The second big change in our food came from animal husbandry. Domestication of animals produced dairy foods and cultivated meats, non-existent items in our ancient diet. Cheeses, butter, and cultivated meats changed the composition of our fat intake with the addition of large amounts of saturated fats, which also displaced essential fats.

The third change was sugar. Even with the occasional honey and the sugars in seasonal fruits, sugar was a minor item in our ancient diet. Refined sugars were non-existent. Refined sugar and its 1970s’ progeny, high-fructose corn syrup, pushed our glycemic load into the stratosphere, and distorted our macronutrient mix even more than cereal grains. It also distorted the acid/alkaline balance of our food, greatly increasing acidity.

The fourth change was salt. As we will see ahead, except for occasional ingestion of seaweed and saltwater, ancient man rarely used salt, and did not mine it or put it in food. Now over 80% of the salt we ingest has been added to food.

Salt did a real number on us by reversing the sodium-potassium ratio (Na-K ratio) from low sodium-high potassium in our ancient diet to high sodium-low potassium in modern foods. Our kidney function and blood pressure are genetically programmed for the low sodium intake of our ancestors.

The fifth change in our food was the introduction of processed vegetable oils, another non-existent item in our ancient diet. As we “progressed” technologically, these fats became more and more artificial. Now, most processed vegetable oils are high in trans-fatty acids, which are worse for your health than saturated fats. As they replaced fresh vegetables and nut oils, the fat composition in our diet veered wildly from high essential fats to high saturated and trans fats.7

The sixth change was loss of fiber. Fiber totaled about 100 grams per day in our ancient diet. It came almost exclusively from roots, fruits, nuts, and other bits of vegetation.

Now we are lucky to get 20 grams of fiber a day, and from a very narrow range of sources.9 No surprise that deadly colorectal cancer is rampant. There are 60,000 deaths per year in the US and 150,000 cases, even though research shows clearly that colorectal cancer is more than 90% preventable, by a diet high in fruits and vegetables and low in saturated and trans fats.10

Seventh came the loss of micronutrients. At the University of Auckland in the 1970s, I was on the research team that first found systematic reduction or removal of vitamins, minerals and polyphenols in over 70 common foods.6 We documented how processing removes and destroys nutrients. It seemed like a revelation then, but is now accepted without question.

The final change that damages us is increased acidity.
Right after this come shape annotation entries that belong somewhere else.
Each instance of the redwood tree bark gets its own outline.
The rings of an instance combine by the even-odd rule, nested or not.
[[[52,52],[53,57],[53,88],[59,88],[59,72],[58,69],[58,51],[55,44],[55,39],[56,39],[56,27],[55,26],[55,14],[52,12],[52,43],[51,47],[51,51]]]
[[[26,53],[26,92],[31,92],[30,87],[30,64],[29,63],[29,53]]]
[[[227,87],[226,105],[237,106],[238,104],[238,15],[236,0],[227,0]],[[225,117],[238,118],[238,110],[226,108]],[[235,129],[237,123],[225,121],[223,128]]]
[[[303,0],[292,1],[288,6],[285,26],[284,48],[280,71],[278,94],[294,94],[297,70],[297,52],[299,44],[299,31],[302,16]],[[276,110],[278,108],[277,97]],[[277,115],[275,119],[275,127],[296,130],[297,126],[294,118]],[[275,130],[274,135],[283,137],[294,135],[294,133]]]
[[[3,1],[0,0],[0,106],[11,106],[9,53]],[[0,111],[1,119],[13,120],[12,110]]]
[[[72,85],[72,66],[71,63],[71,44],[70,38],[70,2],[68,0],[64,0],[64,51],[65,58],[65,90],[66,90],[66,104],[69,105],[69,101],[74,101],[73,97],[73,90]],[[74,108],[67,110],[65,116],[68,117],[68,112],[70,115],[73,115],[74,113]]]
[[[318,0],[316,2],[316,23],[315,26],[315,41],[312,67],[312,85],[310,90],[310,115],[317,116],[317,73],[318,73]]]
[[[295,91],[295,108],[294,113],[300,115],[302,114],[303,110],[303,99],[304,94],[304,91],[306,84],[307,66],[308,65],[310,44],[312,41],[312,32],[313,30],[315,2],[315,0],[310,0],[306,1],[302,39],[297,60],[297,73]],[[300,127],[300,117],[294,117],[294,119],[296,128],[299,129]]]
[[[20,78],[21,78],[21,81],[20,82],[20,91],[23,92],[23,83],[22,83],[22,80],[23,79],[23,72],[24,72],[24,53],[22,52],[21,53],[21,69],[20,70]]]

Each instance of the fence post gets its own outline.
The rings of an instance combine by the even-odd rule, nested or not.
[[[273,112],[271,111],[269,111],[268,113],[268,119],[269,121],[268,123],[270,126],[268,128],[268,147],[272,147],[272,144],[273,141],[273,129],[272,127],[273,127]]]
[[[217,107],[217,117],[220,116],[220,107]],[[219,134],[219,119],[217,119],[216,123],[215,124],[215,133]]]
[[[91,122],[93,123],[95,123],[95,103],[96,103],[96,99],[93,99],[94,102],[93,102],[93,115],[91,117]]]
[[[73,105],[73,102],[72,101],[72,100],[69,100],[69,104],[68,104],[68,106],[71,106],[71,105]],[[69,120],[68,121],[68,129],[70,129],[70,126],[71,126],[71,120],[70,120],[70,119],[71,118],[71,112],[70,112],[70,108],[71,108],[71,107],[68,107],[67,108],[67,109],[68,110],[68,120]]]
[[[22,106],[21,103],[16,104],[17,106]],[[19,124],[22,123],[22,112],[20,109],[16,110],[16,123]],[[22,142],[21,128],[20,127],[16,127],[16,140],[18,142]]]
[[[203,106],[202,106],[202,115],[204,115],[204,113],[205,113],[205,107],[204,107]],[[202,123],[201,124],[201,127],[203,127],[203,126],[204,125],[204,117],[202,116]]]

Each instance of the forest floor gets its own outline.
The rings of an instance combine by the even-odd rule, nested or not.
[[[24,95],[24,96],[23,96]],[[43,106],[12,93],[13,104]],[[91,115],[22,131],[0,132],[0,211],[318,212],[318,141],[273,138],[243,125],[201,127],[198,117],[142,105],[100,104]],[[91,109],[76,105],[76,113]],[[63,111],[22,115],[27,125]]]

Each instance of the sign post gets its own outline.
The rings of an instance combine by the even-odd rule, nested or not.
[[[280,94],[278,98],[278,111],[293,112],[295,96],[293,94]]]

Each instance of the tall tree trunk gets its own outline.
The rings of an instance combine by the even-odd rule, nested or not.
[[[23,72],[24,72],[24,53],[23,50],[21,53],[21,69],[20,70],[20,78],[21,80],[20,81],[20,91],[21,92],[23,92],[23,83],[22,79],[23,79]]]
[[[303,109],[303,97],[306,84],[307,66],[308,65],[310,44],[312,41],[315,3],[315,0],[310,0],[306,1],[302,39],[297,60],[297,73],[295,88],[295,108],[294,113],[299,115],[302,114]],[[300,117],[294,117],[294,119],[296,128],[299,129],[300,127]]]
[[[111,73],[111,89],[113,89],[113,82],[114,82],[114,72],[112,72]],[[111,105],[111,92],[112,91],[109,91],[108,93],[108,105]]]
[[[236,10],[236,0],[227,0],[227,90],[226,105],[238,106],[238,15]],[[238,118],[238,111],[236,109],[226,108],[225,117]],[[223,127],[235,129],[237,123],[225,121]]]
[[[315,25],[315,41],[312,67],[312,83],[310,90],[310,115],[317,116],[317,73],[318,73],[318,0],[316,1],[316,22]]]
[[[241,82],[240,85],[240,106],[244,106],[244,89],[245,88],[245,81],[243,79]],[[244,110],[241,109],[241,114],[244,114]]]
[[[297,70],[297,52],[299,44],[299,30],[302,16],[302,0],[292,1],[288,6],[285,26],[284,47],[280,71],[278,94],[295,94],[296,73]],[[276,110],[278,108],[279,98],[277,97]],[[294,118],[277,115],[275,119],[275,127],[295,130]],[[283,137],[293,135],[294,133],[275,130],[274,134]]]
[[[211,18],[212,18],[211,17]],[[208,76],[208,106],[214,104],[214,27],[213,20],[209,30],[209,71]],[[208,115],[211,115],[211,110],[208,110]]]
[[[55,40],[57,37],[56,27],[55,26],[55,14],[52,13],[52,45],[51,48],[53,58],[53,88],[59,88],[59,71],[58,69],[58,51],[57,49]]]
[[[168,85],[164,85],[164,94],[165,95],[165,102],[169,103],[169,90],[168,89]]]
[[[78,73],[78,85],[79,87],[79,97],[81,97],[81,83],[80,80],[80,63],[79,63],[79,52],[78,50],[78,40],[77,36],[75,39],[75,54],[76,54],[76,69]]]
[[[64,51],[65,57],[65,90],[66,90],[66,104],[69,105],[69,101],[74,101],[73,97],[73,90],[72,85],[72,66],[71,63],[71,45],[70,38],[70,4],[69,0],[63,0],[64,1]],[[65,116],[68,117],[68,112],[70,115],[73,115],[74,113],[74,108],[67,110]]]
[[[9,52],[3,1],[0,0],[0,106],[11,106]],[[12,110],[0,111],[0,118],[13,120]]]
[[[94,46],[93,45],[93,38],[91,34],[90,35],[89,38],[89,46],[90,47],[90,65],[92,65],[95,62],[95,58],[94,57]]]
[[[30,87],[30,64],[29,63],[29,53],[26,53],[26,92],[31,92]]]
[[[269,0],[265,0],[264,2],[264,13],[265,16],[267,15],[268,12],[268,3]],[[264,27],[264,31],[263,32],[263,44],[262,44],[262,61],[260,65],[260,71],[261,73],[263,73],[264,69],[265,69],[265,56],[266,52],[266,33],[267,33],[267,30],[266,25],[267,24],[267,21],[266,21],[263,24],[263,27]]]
Our ancestors ate a basically alkaline diet of mostly unprocessed vegetarian foods. The modern combination of cereal grains, processed carbohydrates, dairy foods, cultivated meats, salt, sugar and processed vegetable oils, and very low levels of micronutrients and fiber, overwhelms our genetically programmed mechanisms that regulate acid/alkaline balance. Now our gut is far more acidic. Acid reflux disease and indigestion make a $7 billion dollar industry in the US alone, but it’s a lot more costly than that for your health.

This book shows you that the ideal nutrition is the food on which our genome evolved. The closer we can get to that today, the better our health and performance. As Stephen Hawking explains so eloquently in, The Universe in a Nutshell:

There has been no significant change in human DNA in the last ten thousand years. Our nutritional needs therefore, were encoded into DNA before agriculture began. Technology has now changed most of our food so that it bears no relation to the ancient diet upon which we evolved. That pre-agriculture diet is the only food which can fully support our genetic design. It is the only diet which will enable us to live 130 healthy years."